Schwäbische Zeitung (Friedrichshafen)
Und wer setzt jetzt die Impulse?
Was der lange Ausfall von Mittelfeldspieler Thiago für den FC Bayern München bedeutet
MÜNCHEN - An Allerheiligen konnte Bayern-Trainer Niko Kovac schon wieder ein bisschen lächeln, er fühlte sich auch nicht mehr so einsam auf dem Trainingsplatz an der Säbener Straße.
Denn James Rodríguez, Arjen Robben, Mats Hummels und Jérôme Boateng, zuvor erkrankt oder angeschlagen, konnten wieder mitmachen, dürften beim Heimspiel am Samstag gegen Freiburg (15.30/Sky) zur Verfügung stehen.
Die Schock-Diagnose vom Mittwoch hat man jedoch noch nicht ganz verdaut. Spielmacher Thiago, neben Stürmer Robert Lewandowski zuletzt der wichtigste und unersetzbarste Bayern-Profi, wird wohl bis zur Winterpause ausfallen. Damit auch beim Ligagipfel am 10. November beim erfrischend spielenden Tabellenführer Borussia Dortmund, dem bedeutendsten Spiel der Bayern bis Weihnachten.

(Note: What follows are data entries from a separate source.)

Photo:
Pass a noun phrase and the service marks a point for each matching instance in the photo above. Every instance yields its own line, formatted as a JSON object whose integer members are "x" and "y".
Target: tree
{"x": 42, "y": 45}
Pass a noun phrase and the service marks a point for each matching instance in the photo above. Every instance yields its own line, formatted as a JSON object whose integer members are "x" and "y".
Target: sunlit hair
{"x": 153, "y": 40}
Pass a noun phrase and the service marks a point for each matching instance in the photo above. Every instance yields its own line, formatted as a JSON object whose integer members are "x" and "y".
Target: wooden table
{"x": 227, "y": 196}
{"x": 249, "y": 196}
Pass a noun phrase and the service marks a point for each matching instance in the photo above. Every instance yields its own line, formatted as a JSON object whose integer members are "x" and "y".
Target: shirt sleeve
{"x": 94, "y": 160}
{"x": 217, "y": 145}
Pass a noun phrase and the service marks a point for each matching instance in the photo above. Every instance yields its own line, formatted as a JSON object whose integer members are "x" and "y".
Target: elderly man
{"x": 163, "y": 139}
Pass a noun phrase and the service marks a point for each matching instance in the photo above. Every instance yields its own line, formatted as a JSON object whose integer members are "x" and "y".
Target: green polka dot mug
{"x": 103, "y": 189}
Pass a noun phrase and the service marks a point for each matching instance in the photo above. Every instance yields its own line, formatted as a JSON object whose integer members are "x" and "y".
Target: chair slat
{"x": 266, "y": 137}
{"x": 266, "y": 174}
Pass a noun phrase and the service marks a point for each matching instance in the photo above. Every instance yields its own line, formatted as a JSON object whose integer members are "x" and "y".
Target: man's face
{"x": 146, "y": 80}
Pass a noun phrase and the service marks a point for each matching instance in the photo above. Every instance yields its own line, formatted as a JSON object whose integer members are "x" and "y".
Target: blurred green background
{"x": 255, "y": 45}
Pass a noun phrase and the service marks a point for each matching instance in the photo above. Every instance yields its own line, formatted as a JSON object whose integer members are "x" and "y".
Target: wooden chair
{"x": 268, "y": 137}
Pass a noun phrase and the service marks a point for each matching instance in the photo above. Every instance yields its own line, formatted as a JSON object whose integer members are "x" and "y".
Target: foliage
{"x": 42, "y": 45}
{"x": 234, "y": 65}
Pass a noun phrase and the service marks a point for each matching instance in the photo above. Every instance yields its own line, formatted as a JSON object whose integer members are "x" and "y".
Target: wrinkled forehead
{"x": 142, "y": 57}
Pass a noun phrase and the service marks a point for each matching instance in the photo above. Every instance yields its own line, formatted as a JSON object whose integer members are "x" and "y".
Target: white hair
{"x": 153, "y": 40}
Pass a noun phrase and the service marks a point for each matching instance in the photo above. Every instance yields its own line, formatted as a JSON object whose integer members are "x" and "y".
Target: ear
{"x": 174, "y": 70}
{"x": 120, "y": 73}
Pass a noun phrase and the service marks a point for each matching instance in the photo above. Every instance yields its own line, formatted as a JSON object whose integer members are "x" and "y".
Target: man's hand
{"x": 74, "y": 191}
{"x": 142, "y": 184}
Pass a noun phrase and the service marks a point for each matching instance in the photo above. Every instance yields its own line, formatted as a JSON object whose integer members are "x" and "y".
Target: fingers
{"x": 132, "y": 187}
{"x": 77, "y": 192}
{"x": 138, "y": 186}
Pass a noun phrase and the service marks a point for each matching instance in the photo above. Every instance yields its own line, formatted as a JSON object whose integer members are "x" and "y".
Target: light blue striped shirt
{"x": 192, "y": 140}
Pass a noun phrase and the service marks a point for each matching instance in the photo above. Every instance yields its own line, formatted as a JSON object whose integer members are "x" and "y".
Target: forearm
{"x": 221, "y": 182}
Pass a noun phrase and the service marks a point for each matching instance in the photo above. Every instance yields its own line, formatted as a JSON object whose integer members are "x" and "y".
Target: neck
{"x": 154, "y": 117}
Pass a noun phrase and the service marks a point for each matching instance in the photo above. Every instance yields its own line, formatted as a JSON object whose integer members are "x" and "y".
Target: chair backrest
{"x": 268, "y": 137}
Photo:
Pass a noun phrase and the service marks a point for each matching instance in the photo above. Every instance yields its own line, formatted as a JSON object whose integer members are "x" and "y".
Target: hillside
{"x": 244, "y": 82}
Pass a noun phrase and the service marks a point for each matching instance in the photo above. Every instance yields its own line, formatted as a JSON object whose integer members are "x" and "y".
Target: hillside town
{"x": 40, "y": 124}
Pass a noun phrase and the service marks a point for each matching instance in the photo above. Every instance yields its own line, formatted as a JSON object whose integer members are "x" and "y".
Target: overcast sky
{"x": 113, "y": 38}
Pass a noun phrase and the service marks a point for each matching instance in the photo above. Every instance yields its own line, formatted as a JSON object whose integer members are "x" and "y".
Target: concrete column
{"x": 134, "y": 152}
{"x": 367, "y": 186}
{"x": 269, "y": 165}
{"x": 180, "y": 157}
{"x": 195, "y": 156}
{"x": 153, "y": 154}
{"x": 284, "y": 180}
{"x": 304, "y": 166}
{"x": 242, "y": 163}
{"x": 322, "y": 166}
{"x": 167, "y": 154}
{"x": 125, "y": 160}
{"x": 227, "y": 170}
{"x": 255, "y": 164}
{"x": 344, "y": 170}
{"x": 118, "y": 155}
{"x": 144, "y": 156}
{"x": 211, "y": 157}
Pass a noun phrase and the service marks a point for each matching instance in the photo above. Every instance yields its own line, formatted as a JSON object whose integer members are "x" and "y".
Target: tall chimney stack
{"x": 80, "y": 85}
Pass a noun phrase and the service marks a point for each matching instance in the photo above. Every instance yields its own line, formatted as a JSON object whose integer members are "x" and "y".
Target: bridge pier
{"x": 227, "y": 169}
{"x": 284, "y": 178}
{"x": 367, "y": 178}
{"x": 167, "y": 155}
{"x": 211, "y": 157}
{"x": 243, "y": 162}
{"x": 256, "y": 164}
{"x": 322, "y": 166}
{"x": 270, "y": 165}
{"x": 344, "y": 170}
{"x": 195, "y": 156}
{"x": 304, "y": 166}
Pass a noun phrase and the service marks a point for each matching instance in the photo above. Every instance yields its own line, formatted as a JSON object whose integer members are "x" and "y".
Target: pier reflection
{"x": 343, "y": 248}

Gibt jetzt Müller den Thiago?
Bei einem Foul während des 2:1 im DFB-Pokal bei Rödinghausen riss bei Thiago das vordere Außenband sowie die Gelenkkapsel im rechten Sprunggelenk. Erst der Rumpelfußball, das erschreckend schwache 2:1 beim Viertligisten trotz starkem Beginn – und dann das. Nach den Toren von Sandro Wagner und Thomas Müller per Elfmeter riss der Faden. Renato Sanches, zuvor dynamisch und zielstrebig, knallte im Übermut den zwieten Elfmeter an die Latte. „Nach dem verschossenen Elfmeter ist alles wie weggeblasen gewesen“, schimpfte Kovac, „wir haben überhaupt nicht mehr gespielt, wie ich mir das vorgestellt habe.“
Noch mehr jedoch als das spielerisch maue Weiterkommen dürfte ihn die Personalie Thiago beschäftigen. Bereits vor dem nächtlichen Rückflug und der Diagnose meinte der Trainer geknickt: „Die Verletzung von Thiago ist natürlich ärgerlich. Wir werden immer weniger, jetzt sind die anderen Spieler umso mehr gefordert.“
Beim SV Rödinghausen hatten neben den Langzeitverletzten Kingsley Coman (Comeback für Januar angestrebt) und Corentin Tolisso (Sommer 2019) auch James, Robben, Hummels und Boateng kurzfristig passen müssen. Kovac musste drei U23Spieler aus der eigenen Regionalligamannschaft mit in den Profi-Kader nehmen. Rächt sich jetzt der zu dünne Kader, den man – ohne Not – Ende August noch durch die Verkäufe von Sebastian Rudy und Juan Bernat verschlankt hatte?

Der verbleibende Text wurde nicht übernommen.